第七章



「……前方に個体を確認」

二人はぴたりと立ち止まった。彼がこういった表現をするのも、暗がりではそれが人だとは判別しにくかったからである。とはいえ、この先に進まなくては。

どうやらそれらは道の先で屈み込んでいるようなのだ。興味を示したゲムヲが駆け寄ってみたが、疑問符。此方に背を向けて道の真ん中に屈み込んでいたのは、なんとポポとナナの二人だったのだ。それも何故か啜り泣く声が聞こえる。
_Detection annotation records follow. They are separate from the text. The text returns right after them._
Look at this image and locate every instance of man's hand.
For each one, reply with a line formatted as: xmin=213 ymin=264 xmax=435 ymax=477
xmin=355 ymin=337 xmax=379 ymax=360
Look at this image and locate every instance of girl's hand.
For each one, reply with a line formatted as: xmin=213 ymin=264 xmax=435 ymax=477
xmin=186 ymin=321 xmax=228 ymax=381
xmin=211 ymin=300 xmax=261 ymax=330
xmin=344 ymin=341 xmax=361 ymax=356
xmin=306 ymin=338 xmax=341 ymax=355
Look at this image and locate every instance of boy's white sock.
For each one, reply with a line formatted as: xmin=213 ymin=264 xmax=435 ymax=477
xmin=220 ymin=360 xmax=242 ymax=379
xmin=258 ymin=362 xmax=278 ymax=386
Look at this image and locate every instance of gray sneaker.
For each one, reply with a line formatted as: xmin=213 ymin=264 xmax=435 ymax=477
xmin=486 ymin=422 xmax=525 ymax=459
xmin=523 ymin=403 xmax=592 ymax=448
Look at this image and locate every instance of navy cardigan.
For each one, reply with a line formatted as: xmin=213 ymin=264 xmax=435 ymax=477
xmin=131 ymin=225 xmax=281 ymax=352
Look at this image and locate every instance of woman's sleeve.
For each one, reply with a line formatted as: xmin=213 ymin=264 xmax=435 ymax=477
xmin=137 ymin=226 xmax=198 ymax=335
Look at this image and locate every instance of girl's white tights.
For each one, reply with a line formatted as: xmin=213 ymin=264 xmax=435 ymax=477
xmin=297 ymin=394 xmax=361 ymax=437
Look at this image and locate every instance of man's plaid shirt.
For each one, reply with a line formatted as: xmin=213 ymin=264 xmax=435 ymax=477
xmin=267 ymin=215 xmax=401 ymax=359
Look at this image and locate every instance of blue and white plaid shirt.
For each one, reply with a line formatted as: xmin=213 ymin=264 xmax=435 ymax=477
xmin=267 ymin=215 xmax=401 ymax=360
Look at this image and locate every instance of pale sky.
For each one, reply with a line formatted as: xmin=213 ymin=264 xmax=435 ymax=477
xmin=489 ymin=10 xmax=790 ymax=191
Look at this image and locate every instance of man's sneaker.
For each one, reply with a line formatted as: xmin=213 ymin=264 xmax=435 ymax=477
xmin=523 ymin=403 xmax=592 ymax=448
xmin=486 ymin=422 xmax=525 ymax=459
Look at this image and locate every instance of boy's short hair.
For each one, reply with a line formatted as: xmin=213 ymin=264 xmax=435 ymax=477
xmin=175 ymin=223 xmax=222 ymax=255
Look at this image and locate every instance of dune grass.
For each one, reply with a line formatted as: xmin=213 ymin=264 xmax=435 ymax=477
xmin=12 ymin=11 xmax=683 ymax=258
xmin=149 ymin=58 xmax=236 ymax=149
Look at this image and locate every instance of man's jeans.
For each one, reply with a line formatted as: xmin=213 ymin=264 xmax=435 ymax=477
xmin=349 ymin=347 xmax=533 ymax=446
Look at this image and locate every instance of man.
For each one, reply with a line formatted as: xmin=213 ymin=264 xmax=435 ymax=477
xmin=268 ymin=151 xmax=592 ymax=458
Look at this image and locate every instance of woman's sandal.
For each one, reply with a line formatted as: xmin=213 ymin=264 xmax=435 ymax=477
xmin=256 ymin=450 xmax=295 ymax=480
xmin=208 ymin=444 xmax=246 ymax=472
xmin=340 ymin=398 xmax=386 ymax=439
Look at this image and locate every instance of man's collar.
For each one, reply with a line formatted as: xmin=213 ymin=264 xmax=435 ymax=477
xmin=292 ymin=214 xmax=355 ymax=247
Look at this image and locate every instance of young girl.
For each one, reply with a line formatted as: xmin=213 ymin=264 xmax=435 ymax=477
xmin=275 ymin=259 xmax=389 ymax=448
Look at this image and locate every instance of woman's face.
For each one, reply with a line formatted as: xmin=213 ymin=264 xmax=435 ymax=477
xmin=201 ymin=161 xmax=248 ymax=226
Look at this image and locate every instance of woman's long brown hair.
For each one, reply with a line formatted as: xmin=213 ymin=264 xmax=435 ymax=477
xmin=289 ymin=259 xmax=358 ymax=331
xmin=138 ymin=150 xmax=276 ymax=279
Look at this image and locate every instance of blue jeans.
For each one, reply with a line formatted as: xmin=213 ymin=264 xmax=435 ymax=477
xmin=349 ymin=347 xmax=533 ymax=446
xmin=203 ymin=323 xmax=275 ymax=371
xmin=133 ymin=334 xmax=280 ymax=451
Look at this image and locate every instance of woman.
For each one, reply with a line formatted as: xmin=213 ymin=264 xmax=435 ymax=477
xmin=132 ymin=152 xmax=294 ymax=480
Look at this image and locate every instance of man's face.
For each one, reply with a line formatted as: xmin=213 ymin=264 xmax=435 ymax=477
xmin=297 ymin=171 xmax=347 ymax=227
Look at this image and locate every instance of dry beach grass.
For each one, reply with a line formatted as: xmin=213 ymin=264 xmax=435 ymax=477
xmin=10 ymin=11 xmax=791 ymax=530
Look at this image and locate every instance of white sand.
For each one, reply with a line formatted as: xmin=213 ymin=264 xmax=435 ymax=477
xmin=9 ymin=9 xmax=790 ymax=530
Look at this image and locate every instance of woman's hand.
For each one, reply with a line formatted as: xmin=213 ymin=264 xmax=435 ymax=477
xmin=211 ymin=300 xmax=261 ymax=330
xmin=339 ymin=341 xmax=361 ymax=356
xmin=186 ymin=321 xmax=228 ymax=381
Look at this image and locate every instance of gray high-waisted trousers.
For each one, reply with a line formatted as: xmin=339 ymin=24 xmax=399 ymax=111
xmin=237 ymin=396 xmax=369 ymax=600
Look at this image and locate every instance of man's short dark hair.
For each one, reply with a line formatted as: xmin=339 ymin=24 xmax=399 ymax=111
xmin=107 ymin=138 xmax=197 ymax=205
「嘘つき……ずっと私だけを見るって、言ったのに……」

ゲムヲは伸ばしかけた手をぴたりと止めて。

「ああ、だから見てきたじゃないか。……ずっと」

ポポはばっと振り返る。

「この目で……」


一つ目。


「もう遅いよ……だって私、泣きすぎて……泣きすぎて……」

続けてナナが振り返る。

「全部無くなっちゃった……」


のっぺらぼう。


とはいえ、本当にそうなったわけではない。驚くことにこれはデデデの特殊メイクによるものなのだ。ゲムヲは首を傾げながらじっと見つめて。

後ろのロボットも特に驚く様子もなく――沈黙。

「驚いてよ!」

特殊メイクを引っ剥がして二人が声を揃えたのは言うまでもない。